DPDK patches and discussions
 help / color / mirror / Atom feed
From: Bruce Richardson <bruce.richardson@intel.com>
To: "Varghese, Vipin" <Vipin.Varghese@amd.com>
Cc: "dev@dpdk.org" <dev@dpdk.org>, "Song, Keesang" <Keesang.Song@amd.com>
Subject: Re: [PATCH v4] build: reduce use of AVX compiler flags
Date: Tue, 10 Jun 2025 15:27:41 +0100	[thread overview]
Message-ID: <aEhA3YgjW9SsMfYE@bricha3-mobl1.ger.corp.intel.com> (raw)
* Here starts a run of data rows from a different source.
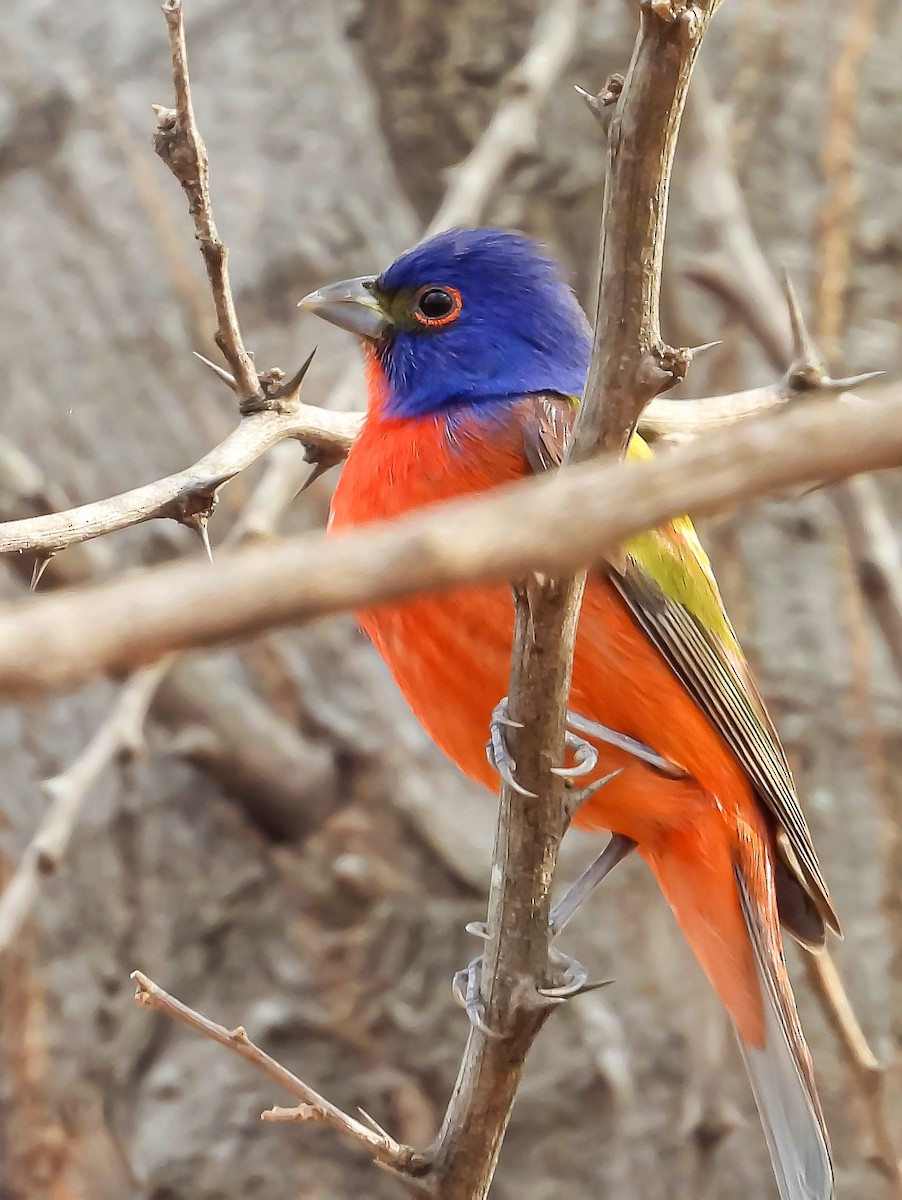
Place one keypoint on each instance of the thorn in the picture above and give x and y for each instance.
(477, 929)
(590, 99)
(166, 117)
(220, 372)
(197, 522)
(560, 994)
(290, 388)
(608, 94)
(374, 1125)
(692, 351)
(40, 567)
(807, 365)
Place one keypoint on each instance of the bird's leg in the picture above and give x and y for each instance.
(615, 851)
(584, 753)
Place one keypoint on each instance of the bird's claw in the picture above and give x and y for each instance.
(499, 756)
(573, 983)
(464, 987)
(587, 757)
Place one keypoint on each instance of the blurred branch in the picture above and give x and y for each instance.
(516, 964)
(192, 492)
(120, 737)
(513, 129)
(311, 1107)
(286, 784)
(179, 144)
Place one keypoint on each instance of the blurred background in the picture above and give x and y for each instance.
(287, 851)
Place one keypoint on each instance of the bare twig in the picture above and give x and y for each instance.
(64, 640)
(179, 144)
(636, 364)
(311, 1105)
(119, 737)
(193, 490)
(867, 1073)
(516, 960)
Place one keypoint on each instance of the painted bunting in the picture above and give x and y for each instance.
(476, 352)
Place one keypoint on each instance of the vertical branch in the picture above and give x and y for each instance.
(630, 363)
(179, 144)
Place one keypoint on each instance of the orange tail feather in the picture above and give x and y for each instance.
(723, 899)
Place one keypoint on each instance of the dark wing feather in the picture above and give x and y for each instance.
(719, 681)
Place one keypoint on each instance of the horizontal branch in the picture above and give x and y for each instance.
(193, 490)
(187, 492)
(61, 641)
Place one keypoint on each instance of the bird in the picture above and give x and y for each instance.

In-Reply-To: <PH7PR12MB8596ADB9B5BC7947CF6AC43C826AA@PH7PR12MB8596.namprd12.prod.outlook.com>

On Tue, Jun 10, 2025 at 01:02:12PM +0000, Varghese, Vipin wrote:
> [Public]
> 
> Hi Bruce,
> 
> Snipped
> 
> > > > > >
> > > > > > Hi Bruce, we have reviewed this internally and tested the same.
> > > > > > We would like
> > > > > your thought for the following.
> > > > > >
> > > > > > - Before patch: we were directly setting AVX512 falgs for F, BW,
> > > > > > DQ, VL
> > > > > > - new patch: we are setting the flags for `skylake-server` as bare minimal.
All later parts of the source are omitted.